A company being employee owned is a very good sign, but mainly for worker treatment. Huawei is still not managed by all of its employees; a few people in upper management are tasked to represent the owners interest, and in that process, as per usual, morals get diluted.
You can see this by the facts that Huawei phones still violate user privacy by collecting copious amounts of data on them, or that Huawei knowingly supplies surveillance equipment to the CCP, that is used in areas where a lot of Uyghurs live and in the not-concentration-camps that reeducate Uyghurs .
Besides that, I also just came across “Huawei states it is an employee-owned company, but this remains a point of dispute” on their wikipedia article, which at a cursory look appears to have some good points against that statement behind it.

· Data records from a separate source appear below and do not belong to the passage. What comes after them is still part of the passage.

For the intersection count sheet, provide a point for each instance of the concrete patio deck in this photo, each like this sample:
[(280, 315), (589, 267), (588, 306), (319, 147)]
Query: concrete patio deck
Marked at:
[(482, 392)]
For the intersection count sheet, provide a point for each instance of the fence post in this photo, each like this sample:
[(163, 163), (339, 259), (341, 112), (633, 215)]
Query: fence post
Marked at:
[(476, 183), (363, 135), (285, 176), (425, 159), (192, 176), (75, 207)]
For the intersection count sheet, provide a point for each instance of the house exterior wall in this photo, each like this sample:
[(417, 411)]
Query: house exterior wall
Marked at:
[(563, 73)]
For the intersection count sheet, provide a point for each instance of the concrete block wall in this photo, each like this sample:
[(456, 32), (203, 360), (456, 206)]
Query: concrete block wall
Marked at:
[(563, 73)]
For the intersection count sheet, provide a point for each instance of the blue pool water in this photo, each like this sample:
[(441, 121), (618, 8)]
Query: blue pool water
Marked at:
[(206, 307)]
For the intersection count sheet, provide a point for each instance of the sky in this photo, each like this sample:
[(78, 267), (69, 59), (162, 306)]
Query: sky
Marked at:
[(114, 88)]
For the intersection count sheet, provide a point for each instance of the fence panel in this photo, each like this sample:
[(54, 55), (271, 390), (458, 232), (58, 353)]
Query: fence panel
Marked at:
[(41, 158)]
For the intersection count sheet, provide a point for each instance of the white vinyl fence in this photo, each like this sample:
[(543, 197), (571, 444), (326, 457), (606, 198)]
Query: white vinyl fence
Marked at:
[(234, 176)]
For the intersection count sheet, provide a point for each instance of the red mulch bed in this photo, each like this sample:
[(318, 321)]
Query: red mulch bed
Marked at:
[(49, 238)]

The paper about that is here doi.org/10.2139/ssrn.3372669
In summary, we find the following:
The Huawei operating company is 100% owned by a holding company, which is in turn approximately 1% owned by Huawei founder Ren Zhengfei and 99% owned by an entity called a “trade union committee” for the holding company.

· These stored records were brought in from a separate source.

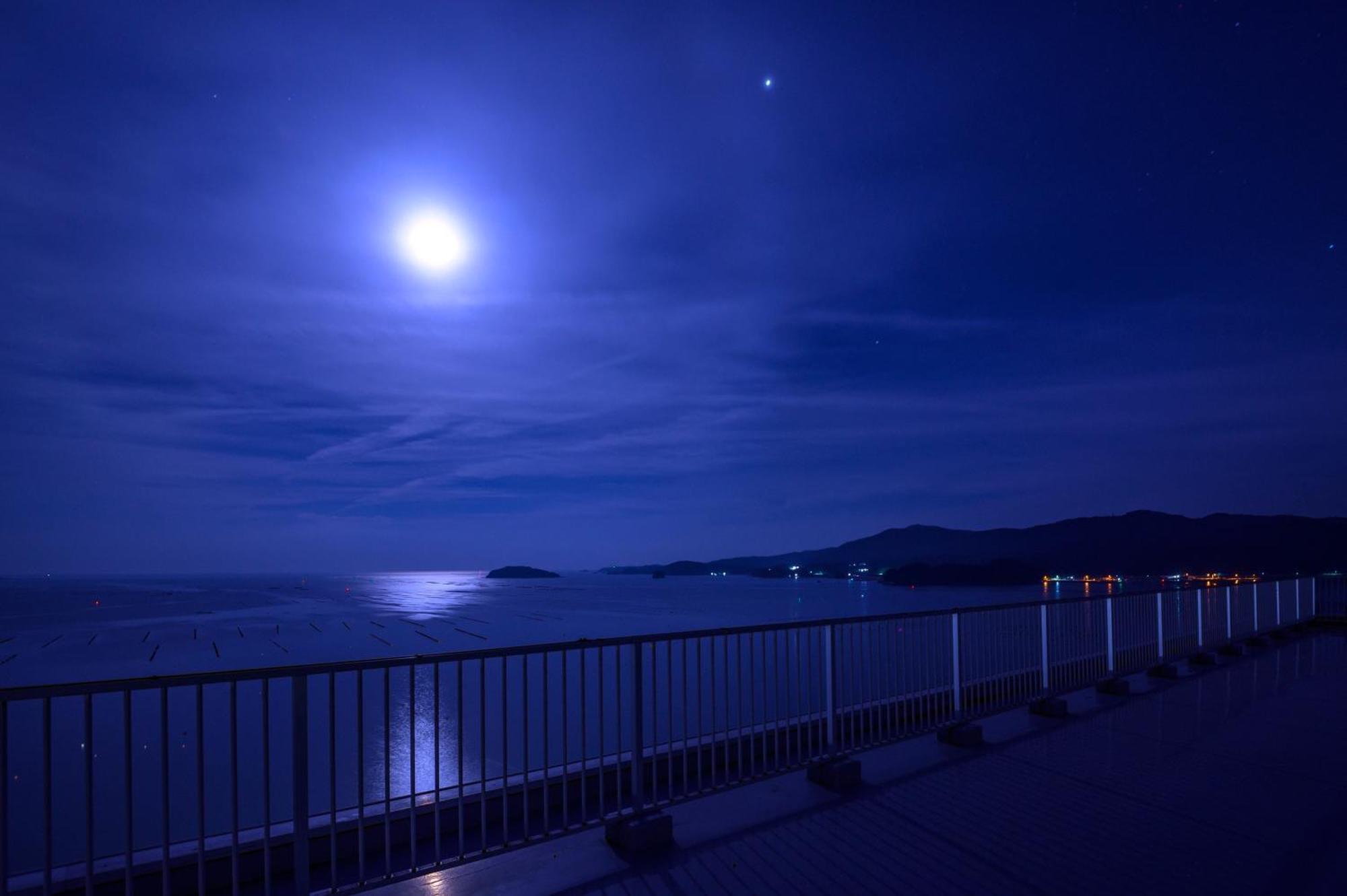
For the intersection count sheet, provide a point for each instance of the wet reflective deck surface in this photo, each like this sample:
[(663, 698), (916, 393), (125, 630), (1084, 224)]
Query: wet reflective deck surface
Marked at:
[(1232, 781)]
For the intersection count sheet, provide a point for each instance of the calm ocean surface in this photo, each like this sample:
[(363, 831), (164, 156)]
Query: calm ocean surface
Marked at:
[(56, 630), (118, 627)]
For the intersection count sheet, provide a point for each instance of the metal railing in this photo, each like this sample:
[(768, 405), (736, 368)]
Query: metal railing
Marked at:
[(341, 776)]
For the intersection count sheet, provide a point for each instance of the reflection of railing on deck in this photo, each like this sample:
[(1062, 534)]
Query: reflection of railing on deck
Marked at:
[(506, 747)]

We know nothing about the internal governance procedures of the trade union committee. We do not know who the committee members or other trade union leaders are, or how they are selected.

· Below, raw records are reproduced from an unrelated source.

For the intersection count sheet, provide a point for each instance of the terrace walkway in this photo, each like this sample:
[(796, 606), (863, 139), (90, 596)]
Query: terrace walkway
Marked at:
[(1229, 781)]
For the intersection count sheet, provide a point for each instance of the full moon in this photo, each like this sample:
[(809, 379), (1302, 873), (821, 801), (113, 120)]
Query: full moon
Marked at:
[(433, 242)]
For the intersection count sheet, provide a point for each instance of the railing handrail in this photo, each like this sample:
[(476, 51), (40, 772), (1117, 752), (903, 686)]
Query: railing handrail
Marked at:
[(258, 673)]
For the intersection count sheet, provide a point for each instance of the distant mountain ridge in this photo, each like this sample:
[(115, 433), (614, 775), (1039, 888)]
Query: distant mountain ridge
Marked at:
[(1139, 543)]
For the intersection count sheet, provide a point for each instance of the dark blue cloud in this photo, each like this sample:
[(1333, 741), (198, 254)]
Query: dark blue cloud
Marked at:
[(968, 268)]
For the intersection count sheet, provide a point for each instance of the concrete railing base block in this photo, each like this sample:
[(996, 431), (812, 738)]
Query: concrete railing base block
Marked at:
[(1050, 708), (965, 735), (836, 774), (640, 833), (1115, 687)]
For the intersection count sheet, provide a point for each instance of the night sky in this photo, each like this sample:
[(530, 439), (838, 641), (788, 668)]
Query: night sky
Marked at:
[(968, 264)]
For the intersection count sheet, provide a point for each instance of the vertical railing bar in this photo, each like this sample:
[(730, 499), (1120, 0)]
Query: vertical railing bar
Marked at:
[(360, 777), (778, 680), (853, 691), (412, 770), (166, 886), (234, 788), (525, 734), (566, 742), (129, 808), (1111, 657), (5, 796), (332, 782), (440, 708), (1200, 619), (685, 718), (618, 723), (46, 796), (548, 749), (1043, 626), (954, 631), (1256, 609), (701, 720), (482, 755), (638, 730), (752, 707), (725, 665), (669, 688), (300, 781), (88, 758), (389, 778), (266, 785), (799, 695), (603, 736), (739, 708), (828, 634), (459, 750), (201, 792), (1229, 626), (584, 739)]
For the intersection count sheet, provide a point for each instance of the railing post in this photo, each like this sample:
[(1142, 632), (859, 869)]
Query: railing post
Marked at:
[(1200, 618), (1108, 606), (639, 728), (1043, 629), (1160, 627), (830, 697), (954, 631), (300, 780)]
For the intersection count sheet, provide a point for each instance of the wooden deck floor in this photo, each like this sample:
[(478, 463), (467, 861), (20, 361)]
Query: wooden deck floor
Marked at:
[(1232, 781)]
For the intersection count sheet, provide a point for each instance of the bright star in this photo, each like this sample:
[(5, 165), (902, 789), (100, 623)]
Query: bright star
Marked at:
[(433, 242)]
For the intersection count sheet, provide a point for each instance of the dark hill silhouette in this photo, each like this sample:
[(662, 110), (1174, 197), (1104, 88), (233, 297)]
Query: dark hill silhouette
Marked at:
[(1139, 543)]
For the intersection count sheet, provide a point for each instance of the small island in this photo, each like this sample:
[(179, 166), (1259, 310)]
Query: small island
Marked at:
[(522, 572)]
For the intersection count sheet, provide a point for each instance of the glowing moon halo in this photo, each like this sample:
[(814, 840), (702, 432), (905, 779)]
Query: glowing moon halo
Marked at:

Trade union members have no right to assets held by a trade union.
What have been called “employee shares” in “Huawei” are in fact at most contractual interests in a profit-sharing scheme.
Given the public nature of trade unions in China, if the ownership stake of the trade union committee is genuine, and if the trade union and its committee function as trade unions generally function in China, then Huawei may be deemed effectively state-owned.
Regardless of who, in a practical sense, owns and controls Huawei, it is clear that the employees do not.
So at every path we come to the same conclusion, the CCP will get your data, and about as much of it as google (and probably the US government) if you used their operating system and services.
Huawei is about as trustworthy as your average trillion dollar corporation, and about as devious with their whitewashing as all others too. Google is masquerading as pro-privacy, apple as pro-repair and pro-environment, and Huawei as pro-worker and state-independent, because they all aren’t but would profit if they where perceived to be
Hahahah and their phones are crap. I used to have one and it had a fake camera and after I activated it my debit card info was used by a scammer. Never had that happen before. And the crappy battery became a spicy pillow very fast.
doctordevice@lemm.ee 1 year ago
Hands down the worst phone I’ve had was the Nexus 6P. The battery issues were incredibly bad, to the point there was a successful class action lawsuit about it.
Since that was a Google phone manufactured by Huawei, I have no idea how that contributes to this conversation but it seemed relevant. ¯_(ツ)_/¯
Raiderkev@lemmy.world 1 year ago
That thing was a POS. Thankfully Google gave me a Pixel XL with double the storage on the house because of it, but I also in hindsight worry that my personal data was being backdoored to Beijing. 10 years ago me should have been wiser to not buy a Chinese company’s phone.